IMO, the problem is that your standard OS has way too much stuff running.
A SaaS app running in production should be about the size of your binary, and the libraries it uses. Instead, we have X, smtp, terminals and a full filesystem running. home directories and uids make no sense in an app that uses no unix users except for the one you're forced to use.
I'd really like to see a much smaller, simpler, non-posix OS for running server apps.
"OSv was designed from the ground up to execute a single application on top of a hypervisor... OSv... runs unmodified Linux applications (most of Linux's ABI is supported) and in particular can run an unmodified JVM, and applications built on top of one."
I'd really like to see a much smaller, simpler, non-POSIX OS for running server apps.

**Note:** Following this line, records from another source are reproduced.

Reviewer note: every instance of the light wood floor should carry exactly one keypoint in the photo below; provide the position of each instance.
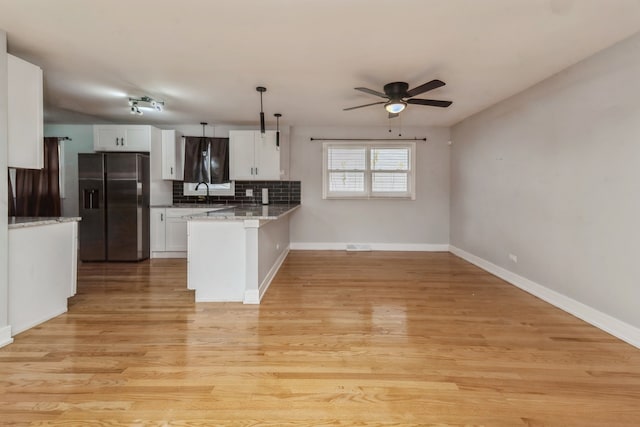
(341, 339)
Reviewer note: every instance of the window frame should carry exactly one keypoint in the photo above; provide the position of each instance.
(189, 189)
(368, 193)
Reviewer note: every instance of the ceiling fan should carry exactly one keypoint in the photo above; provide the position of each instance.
(398, 96)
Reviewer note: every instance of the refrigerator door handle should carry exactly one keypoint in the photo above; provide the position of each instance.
(90, 198)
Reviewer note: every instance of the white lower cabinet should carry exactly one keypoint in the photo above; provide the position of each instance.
(169, 231)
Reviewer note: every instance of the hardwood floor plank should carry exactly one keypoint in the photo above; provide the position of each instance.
(340, 339)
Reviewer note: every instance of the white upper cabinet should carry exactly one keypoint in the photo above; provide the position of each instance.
(135, 138)
(253, 156)
(25, 115)
(172, 155)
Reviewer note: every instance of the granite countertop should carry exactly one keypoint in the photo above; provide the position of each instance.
(195, 206)
(34, 221)
(260, 212)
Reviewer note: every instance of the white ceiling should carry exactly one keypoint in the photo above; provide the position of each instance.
(205, 58)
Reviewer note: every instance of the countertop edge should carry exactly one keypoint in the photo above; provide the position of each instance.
(221, 215)
(39, 221)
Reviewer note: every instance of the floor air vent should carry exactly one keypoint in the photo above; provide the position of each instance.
(358, 248)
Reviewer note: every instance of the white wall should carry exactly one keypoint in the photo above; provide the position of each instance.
(385, 224)
(82, 142)
(552, 175)
(5, 328)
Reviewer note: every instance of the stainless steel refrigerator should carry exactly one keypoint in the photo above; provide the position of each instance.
(114, 206)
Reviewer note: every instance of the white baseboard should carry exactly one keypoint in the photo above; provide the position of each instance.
(5, 336)
(408, 247)
(178, 254)
(607, 323)
(255, 296)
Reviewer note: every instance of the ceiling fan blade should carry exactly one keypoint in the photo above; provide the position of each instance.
(430, 102)
(365, 105)
(371, 91)
(433, 84)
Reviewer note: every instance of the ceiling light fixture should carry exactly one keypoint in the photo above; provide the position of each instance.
(277, 116)
(261, 90)
(395, 106)
(152, 103)
(134, 109)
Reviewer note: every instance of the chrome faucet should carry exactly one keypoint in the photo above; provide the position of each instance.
(206, 185)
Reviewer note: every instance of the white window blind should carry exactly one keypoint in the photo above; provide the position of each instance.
(368, 170)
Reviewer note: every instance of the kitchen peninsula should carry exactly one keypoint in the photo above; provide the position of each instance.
(233, 254)
(42, 268)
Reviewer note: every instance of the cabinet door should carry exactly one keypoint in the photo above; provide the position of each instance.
(107, 138)
(266, 157)
(122, 138)
(137, 138)
(158, 220)
(176, 234)
(241, 157)
(24, 115)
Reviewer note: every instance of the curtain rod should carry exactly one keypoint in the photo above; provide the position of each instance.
(368, 139)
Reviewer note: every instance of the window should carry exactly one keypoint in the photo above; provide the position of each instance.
(226, 189)
(368, 170)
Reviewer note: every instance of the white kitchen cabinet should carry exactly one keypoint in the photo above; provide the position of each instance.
(253, 156)
(42, 271)
(135, 138)
(169, 231)
(25, 115)
(172, 155)
(157, 235)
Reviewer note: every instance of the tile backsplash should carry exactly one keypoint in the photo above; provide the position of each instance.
(280, 192)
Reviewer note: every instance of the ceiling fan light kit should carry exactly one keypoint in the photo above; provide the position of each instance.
(398, 95)
(394, 107)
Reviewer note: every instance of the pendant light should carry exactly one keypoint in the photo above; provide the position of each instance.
(277, 116)
(261, 89)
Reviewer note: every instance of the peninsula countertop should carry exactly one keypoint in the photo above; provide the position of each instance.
(34, 221)
(244, 212)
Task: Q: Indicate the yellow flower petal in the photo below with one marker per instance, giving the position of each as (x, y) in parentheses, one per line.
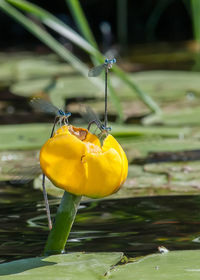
(74, 160)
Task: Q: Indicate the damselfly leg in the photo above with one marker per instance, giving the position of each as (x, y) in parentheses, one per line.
(62, 118)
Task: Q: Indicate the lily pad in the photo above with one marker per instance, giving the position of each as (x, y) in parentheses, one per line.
(170, 265)
(167, 266)
(61, 267)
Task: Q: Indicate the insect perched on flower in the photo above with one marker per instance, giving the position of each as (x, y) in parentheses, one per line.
(74, 160)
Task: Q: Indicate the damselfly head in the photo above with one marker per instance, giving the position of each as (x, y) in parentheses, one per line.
(68, 114)
(106, 128)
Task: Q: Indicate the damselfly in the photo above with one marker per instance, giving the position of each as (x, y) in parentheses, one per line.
(96, 71)
(45, 106)
(62, 118)
(91, 117)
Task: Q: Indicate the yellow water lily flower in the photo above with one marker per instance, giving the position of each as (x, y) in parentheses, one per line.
(74, 160)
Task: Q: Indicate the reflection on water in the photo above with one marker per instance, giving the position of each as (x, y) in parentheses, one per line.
(136, 226)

The POSIX system interfaces (read, write, open, close, etc.) are OK. It's the Commands and Utilities that are the problem. Do you really need Bash available? How much of the 50,000,000 lines of Linux need to be inside your VM running your one web application? How much attack service is provided by the presence of all that stuff?
There's a project which has taken the C runtime library and made it run on a bare VM, so you don't need an OS instance at all. If you're just running one program, that makes a lot of sense.
This doesn't really pencil out..."your binary, and the libraries it uses" can easily get into the GB when you include components like the .NET framework or java base class library. I don't know exactly how large a fully-loaded NPM repo with warm cache or warmed-up rvm installation directory are, but it isn't tiny.
Second, POSIX is a standard for how the operating system API works that has nothing to do with what packages are installed -- and it's a pretty low-level API, for doing stuff like read, write, fork, exec, etc. This isn't what's adding bloat.
A SaaS app running in production should be about the size of your binary, and the libraries it uses. Instead, we have X, smtp, terminals and a full filesystem running. home directories and uids make no sense in an app that uses no unix users except for the one you're forced to use.
I'd really like to see a much smaller, simpler, non-posix OS for running server apps.